Ted Koppel: it’s ludicrous for the power industry to maintain that they have secured the power grid. The Russians are already inside it and the Chinese are already inside it.
Ted Koppel is the author of “Lights Out,” a new book that spells out the risk and how unprepared the government is to deal with it.
Lisa Fletcher: So, since the book’s come out, you’ve been the brunt of a lot of pushback from your critics. A lot of them have said the dangers you’ve raised in the book are overblown. Why would they say that?
Ted Koppel: It all depends on who the critics are. I don’t think you’ll find there were many critics in the intelligence community. I don’t think you’ll find there were many critics in the military community. The critics tend to come from the electric power industry and from their organizations, and of course they’re gonna criticize it. They don’t want the american public to know the power grid is in danger, so it makes sense that they would argue that i’m wrong and they’re right.
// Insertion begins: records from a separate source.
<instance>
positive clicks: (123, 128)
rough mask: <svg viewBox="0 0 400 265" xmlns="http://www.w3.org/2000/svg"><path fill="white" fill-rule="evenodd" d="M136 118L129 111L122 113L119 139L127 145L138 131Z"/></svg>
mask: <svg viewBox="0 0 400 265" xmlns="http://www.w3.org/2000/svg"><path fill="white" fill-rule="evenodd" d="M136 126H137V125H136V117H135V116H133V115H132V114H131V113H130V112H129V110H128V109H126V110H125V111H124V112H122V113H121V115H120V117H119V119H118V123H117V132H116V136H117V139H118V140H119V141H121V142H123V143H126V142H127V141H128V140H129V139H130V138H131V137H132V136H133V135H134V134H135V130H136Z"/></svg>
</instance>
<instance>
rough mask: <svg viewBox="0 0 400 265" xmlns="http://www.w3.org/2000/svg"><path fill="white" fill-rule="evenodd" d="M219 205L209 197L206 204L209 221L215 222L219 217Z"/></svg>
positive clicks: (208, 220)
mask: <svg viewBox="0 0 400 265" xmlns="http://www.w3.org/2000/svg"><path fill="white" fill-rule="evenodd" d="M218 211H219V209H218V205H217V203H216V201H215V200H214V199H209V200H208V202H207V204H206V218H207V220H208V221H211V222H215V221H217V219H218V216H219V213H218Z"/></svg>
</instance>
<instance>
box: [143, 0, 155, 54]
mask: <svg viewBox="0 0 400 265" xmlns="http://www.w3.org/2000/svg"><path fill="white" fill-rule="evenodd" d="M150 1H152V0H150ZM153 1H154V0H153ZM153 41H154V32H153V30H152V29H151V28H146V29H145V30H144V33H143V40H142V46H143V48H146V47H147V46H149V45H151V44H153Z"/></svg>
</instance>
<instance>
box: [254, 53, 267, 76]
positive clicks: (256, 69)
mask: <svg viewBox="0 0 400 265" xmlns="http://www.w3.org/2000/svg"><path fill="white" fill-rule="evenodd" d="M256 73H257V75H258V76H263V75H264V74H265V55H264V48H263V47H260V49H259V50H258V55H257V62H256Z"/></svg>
Some experts in the industry have said, “no need to worry, security is better, we’ve got our arms around this.” Do we? Do we have our arms around this?
Jon Miller: No, no. I think it’s pretty obvious that we don’t.
Lisa Fletcher: Why do you think there isn’t more of a sense of urgency to fix these systems?
Jon Miller: people don’t have the answers on how do we do it, right? That’s, that's really what it comes down to. It’s not that these people have vulnerabilities and are just neglecting taking care of them. Um, the entire system essentially needs to get re-architected, get rebuilt, and replaced.
Something that can’t happen overnight which makes Koppel and others wonder where’s the government’s sense of urgency? What should be happening now that’s not happening?
Ted Koppel: what should be happening is that we should be preparing for the consequences of a devastating cyber attack.
Full Measure reached out to the electric utility groups for a response and found something very interesting. They replied that unlike many countries there is tremendous variability among 3000 utilities in the U.S. And all the difference, makes it much more difficult to bring down the entire grid at one time.
Just like they cyber expert said last week in Scott's report on hacking an election. Let's call it the chaos of our election and electric systems actually, makes them safer.